フォルクスワーゲンはさらなるコスト削減のためドイツの工場閉鎖を検討しており、ショルツ首相政権にさらなる打撃となる前例のない措置となっている。月曜日に発表された声明によると、今回の措置はフォルクスワーゲンの主要乗用車ブランドやその他のグループ企業も対象となる可能性がある。具体的な措置としては、2029年までの雇用の安定を図るため会社と労働組合との間で結んだ協定を破棄することも盛り込まれている。
閉鎖はフォルクスワーゲンの87年の歴史の中でドイツの工場を閉鎖するのは初めてで、同社は有力な労働組合と衝突すると予想されている。
フォルクスワーゲンのオリバー・ブルーメ最高経営責任者(CEO)は声明で「経済環境はさらに厳しくなり、新たな企業が欧州に参入している」と述べた。 「ビジネス拠点としてのドイツは、競争力の面でさらに遅れをとっています。」
別の声明によると、労働委員会のダニエラ・カバロ会長は、ゴルフとティグアンのモデルを製造する中核ブランドの損失の可能性について詳細に議論する会議を開いた後、経営陣の対応が悪かったと述べた。同社は、賃金協定を破棄する一方で、ドイツにある大規模な自動車製造工場と部品工場の少なくとも1つを閉鎖する計画だと述べた。

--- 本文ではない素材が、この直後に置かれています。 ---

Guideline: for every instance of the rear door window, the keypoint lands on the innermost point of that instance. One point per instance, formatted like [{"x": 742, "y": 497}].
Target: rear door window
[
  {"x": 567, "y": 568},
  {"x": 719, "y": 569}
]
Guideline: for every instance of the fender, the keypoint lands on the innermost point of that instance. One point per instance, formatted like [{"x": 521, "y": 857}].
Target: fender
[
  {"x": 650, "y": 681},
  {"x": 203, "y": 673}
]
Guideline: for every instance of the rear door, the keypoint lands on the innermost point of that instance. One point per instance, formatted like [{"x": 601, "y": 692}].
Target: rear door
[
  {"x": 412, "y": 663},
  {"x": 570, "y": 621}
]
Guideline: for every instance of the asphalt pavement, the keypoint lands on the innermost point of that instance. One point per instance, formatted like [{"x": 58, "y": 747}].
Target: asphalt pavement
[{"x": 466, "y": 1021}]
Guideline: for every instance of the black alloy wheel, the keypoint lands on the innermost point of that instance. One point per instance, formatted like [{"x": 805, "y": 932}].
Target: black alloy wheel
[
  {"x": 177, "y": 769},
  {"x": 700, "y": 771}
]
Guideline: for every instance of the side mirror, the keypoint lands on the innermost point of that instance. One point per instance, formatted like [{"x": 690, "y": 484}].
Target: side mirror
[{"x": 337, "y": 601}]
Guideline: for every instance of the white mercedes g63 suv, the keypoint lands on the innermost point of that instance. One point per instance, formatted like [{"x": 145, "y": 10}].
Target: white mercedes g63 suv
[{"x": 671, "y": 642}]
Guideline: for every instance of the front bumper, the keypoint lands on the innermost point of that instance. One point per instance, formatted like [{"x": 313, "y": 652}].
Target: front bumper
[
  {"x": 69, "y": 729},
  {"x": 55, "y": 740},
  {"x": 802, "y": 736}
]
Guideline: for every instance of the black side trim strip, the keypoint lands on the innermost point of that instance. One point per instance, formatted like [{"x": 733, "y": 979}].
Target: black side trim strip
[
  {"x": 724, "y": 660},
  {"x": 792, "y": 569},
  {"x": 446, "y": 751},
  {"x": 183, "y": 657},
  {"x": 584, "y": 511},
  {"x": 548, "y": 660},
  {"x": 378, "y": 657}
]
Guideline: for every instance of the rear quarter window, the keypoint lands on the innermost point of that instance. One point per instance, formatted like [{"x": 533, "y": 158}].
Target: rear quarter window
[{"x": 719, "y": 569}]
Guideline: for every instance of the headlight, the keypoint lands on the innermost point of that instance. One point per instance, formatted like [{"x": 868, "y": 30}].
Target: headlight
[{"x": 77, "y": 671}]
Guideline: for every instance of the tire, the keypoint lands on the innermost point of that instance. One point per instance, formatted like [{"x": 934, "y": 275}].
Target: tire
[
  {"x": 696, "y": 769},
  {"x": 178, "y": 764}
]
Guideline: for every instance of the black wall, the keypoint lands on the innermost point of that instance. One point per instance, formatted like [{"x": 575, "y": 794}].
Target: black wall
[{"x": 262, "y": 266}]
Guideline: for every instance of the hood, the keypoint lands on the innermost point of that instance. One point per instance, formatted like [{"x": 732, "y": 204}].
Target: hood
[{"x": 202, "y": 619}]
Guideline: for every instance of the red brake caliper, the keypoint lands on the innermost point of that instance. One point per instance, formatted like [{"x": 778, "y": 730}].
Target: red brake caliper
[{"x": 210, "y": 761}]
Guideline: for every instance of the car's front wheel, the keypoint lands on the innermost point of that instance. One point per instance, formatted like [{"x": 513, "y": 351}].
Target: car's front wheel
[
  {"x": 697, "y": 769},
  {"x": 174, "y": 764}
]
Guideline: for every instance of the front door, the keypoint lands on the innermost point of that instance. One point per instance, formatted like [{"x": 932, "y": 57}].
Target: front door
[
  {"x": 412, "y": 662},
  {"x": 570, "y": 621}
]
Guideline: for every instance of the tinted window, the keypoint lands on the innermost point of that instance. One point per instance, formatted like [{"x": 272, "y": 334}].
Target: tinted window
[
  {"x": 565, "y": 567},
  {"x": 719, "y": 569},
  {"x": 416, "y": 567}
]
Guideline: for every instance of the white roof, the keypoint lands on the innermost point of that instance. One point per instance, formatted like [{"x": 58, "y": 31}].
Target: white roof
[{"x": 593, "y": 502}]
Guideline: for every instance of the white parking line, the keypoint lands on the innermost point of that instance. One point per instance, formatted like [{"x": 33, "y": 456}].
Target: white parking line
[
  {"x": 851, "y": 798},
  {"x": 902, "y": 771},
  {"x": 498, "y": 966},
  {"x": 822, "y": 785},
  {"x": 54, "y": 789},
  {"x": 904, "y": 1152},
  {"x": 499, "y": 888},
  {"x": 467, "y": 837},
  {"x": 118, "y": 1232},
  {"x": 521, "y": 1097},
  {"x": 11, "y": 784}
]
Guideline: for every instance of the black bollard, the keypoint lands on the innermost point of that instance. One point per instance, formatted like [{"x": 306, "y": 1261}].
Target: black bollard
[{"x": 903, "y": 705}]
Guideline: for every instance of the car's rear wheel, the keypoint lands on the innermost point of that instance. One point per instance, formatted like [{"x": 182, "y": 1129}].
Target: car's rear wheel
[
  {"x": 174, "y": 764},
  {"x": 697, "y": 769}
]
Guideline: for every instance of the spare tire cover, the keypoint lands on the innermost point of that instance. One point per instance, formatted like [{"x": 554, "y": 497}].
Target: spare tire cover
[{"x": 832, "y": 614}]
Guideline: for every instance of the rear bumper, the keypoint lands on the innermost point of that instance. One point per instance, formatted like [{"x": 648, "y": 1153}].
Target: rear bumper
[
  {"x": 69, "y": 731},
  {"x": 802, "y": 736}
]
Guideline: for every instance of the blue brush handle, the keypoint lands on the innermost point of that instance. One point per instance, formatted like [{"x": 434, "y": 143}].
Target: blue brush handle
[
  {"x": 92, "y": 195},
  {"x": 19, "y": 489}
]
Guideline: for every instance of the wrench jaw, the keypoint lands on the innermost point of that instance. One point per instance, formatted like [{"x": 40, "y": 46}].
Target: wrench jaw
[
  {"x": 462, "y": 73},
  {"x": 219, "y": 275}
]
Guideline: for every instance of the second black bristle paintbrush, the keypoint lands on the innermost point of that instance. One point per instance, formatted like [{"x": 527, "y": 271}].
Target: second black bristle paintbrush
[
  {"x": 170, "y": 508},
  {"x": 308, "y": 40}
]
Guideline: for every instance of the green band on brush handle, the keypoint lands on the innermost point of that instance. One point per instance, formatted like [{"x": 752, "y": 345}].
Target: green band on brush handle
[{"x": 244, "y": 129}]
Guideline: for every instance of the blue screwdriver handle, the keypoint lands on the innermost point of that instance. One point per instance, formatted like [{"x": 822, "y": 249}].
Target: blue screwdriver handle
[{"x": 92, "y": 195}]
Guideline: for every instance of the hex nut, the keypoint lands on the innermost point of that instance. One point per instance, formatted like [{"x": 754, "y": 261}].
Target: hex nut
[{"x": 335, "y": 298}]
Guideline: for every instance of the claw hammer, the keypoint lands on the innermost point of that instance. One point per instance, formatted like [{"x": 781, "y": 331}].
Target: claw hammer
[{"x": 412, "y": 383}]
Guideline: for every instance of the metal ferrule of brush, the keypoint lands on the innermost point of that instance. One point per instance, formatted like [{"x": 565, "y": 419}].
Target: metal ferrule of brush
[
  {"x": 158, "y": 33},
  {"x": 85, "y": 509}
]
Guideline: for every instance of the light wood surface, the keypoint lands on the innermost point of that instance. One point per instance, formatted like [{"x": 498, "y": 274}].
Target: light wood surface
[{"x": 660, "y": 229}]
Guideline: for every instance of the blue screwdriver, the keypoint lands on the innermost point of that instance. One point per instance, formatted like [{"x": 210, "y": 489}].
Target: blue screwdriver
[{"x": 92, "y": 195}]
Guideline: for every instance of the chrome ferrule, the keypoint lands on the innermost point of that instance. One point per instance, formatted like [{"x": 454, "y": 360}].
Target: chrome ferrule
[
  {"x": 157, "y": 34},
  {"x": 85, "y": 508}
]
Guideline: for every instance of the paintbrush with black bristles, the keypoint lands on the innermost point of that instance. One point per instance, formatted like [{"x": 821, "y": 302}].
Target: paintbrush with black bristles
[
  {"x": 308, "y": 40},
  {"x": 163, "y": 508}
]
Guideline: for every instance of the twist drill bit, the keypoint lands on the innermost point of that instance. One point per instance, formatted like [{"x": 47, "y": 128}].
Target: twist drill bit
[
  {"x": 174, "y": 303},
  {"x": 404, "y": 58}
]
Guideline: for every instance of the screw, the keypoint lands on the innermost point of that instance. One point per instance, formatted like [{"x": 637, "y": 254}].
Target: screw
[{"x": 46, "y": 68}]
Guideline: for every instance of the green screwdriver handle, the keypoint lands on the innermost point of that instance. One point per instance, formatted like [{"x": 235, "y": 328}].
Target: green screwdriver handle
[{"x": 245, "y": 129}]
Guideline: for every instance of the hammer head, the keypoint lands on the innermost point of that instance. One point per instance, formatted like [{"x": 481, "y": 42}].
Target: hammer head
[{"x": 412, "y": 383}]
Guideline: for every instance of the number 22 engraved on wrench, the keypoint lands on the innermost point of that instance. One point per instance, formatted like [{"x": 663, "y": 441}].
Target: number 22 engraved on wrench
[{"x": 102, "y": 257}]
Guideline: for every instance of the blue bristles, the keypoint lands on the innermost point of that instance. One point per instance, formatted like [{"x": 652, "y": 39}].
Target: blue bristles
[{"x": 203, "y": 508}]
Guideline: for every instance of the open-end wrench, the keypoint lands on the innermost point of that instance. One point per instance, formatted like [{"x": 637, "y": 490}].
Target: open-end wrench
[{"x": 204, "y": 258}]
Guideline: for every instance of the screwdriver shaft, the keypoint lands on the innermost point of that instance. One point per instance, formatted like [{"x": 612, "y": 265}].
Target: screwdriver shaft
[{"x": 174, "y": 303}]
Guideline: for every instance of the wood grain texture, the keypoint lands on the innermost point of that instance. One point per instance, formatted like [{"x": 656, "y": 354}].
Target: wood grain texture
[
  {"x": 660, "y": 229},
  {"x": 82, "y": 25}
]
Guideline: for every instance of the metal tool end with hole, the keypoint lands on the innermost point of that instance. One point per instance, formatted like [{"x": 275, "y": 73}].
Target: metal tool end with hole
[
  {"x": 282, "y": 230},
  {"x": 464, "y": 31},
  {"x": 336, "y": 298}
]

フォルクスワーゲンは世界中に約 65 万人の従業員を擁し、そのうち約 30 万人がドイツにいます。同社の監査役会の議席の半分は労働代表が占めており、同社株の20%を所有するドイツのニーダーザクセン州は通常、労働組合の側に立っている。
ニーダーザクセン州はフォルクスワーゲンのコスト削減策への支持を表明し、労働代表との協議で代替策を模索する必要があると付け加えた。
フォルクスワーゲンの監査委員会のメンバーであるシュテファン・ヴァイル州知事は、「代替手段の使用が成功したおかげで、工場閉鎖の問題が起こらないことを願っている」と述べた。 「州政府はこれに特別な注意を払うつもりです。」